A ministerial panel headed by Pawar recommended the financial help for the sugar mills.
Talking to reporters after the ministerial group meeting, Pawar said the government wants to encourage production of raw sugar and would provide all necessary support for it.
Other members of the informal group of ministers, set up recently by Prime Minister Manmohan Singh, include Finance Minister P. Chidambaram, Petroleum Minister M. Veerappa Moily and Civil Aviation Minister Ajit Singh.
Pawar said the panel has recommended interest-free loans for five years to help address financial problems of sugar mills.

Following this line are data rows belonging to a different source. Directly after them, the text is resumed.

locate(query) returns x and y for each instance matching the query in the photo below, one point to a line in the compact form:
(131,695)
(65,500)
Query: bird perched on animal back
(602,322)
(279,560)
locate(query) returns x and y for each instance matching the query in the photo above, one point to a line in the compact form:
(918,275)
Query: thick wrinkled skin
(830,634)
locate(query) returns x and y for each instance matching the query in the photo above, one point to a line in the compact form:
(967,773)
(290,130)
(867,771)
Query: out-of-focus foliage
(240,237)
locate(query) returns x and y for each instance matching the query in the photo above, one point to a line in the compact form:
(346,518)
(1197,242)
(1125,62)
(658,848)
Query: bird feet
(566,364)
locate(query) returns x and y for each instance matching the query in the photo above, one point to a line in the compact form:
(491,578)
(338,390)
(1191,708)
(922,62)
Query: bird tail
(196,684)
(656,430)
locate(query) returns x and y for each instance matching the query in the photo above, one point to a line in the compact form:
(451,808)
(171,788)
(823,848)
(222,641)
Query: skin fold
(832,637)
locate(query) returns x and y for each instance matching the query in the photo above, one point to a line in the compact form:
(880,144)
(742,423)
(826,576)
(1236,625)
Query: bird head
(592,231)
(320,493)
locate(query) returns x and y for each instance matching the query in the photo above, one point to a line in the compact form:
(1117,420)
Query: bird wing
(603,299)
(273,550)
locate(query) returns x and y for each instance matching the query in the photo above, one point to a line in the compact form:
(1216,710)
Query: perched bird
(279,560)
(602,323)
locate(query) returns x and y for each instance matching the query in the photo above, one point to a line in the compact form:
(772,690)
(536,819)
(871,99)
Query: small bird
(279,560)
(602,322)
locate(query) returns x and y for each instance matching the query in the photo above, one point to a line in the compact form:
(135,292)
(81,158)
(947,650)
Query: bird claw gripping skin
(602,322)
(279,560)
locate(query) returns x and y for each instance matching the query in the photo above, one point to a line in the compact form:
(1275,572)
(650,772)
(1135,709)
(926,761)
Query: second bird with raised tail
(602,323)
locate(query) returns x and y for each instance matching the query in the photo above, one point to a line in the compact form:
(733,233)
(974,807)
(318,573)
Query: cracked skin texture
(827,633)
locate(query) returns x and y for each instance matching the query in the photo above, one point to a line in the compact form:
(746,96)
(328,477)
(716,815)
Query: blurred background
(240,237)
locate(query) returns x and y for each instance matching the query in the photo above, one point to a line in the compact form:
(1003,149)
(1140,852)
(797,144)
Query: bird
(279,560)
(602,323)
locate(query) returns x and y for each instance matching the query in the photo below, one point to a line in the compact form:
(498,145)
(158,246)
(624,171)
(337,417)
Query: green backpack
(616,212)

Besides the interest-free loans, the panel has recommended for other financial assistance also, Pawar said without elaborating.
On mandatory blending of ethanol in gasoline, Pawar said the limit will be increased to 10 percent from the existing 5 percent.
The ministerial panel's recommendations would need to be approved by the cabinet.
The industry body welcomed the panel's recommendations saying it would help sugar mills clear arrears to farmers and sustain production.
"The industry welcomes the initiatives of the central government to help the sugar industry to face the financial crisis it is going through," said Abinash Verma, director general of the Indian Sugar Mills Association (ISMA).
"It will help the industry clear arrears of farmers and also venture into production of new product, raw sugar to diversify its product mix to grab opportunities whenever they are available," he said.
"But for a long-term solution, the revenue sharing formula for cane pricing should be implemented to rationalise the cane pricing mechanism and make it more transparent," Verma added.
Sugar mills have been struggling to sustain operations due to financial difficulties. In fact, private mills in Uttar Pradesh had recently refused to start sugarcane crushing, saying it was not economically viable.
However, most of them have now started operations following government intervention and on hopes of financial help.